Large Language Models (LLMs)

  1. Pre-training: on Internet documents corpus. Output is a base model that “dreams” documents. The model learns about the world in this stage. However, this is not helpful yet.
  2. Fine-tuning/alignment: continue training to get an assistant model by swapping out the dataset with human-assistant conversations. This is to change their formatting to match the conversational style but keeping their general knowledge in the pre-training stage.
  3. (Optional) Reinforcement learning with human feedback (RLHF): further fine-tuning the model by having the human labellers pick the best output from different outputs from the assistant model instead of writing the answers from scratch.

Important points:

  • Tool use gives models a huge boost in utility
  • Multi-modality is also an axis along which models are improving
  • Current models can only think in system 1 thinking, no system 2 thinking yet
  • Self-improvement: AlphaGo started off by imitating human players. However, that only gives you human-level performance. To get superhuman performance, it learns by self-play (reward = win the game). Question: how to design reward function for language tasks to enable self-play for LLMs?

FineWeb dataset

Once we have concatenated all the documents into a 1-D sequence of characters, we need to decide how to represent this sequence to feed into a neural network.

There is a trade-off here between the vocabulary size (the number of unique tokens) and the sequence length (the number of tokens in the sequence).

Beyond UTF-8 for tokenization: byte pair encoding (BPE) algorithm. Idea is minting new token from commonly co-occuring tokens. Do this iteratively to decrease sequence length and increase vocabulary size. A good vocabulary size is about 100,000 possible tokens.

Visualization of tokenization in various models

Tokenization is kinda evil as it is done for efficiency reasons and brought about many deficiencies in LLMs (e.g., models can’t count, etc.). Many people are interested in training character-level models.
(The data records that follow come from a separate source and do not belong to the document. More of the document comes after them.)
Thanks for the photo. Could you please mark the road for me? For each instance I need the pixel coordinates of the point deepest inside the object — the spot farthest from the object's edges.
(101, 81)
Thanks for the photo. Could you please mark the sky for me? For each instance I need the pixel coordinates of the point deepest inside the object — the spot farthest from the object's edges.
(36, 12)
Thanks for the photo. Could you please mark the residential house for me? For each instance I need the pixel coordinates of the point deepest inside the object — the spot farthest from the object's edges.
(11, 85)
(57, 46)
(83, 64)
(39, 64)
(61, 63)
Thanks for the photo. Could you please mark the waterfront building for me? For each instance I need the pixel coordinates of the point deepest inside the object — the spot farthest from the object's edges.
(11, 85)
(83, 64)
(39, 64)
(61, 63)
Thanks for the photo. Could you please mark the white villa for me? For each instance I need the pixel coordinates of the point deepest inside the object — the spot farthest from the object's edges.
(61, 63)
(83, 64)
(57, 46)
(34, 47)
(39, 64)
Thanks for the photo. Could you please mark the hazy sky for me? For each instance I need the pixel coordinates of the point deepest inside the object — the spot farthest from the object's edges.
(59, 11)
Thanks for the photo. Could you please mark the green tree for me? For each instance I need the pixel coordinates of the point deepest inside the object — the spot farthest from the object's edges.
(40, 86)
We sample a randomly-sized window from the tokenized sequence (we decide a maximum window size, e.g., 8000 tokens). We call this the context window and the goal is to predict the next token.

The context window is the input into the neural network. The output is n probabilities with n being the maximum vocabulary size. The probabilities are the likelihood of each token being the next token.

The neural network parameters (weights and biases) are initialized randomly. We then use backpropagation to update the parameters for the results to more closely match the actual next token in the sequence.

This process happens in parallel with many batches of context windows.

Visualization of LLM architecture

To generate data, just predict one token at a time.

Forward pass gives the probabilities of the next token. Sampling these probabilities gives the next token. Append this token to the context window and repeat.

Visualization of inference

In training, the most probable token in the output distribution is picked to calculate the loss.

However, in inference, we want diversity because we do not know what the best answer is (i.e., no ground truth). So we use specific algorithms to determine the next best token to pick into the context window:

  1. Beam search: keep track of the top k most probable tokens at each step and expand them in parallel. At the end, pick the most probable sequence
  2. Greedy search: pick the most probable token at each step. As with greedy algorithms, this is not guaranteed to be optimal

Post-training (supervised fine-tuning, SFT)

Section titled “Post-training (supervised fine-tuning, SFT)”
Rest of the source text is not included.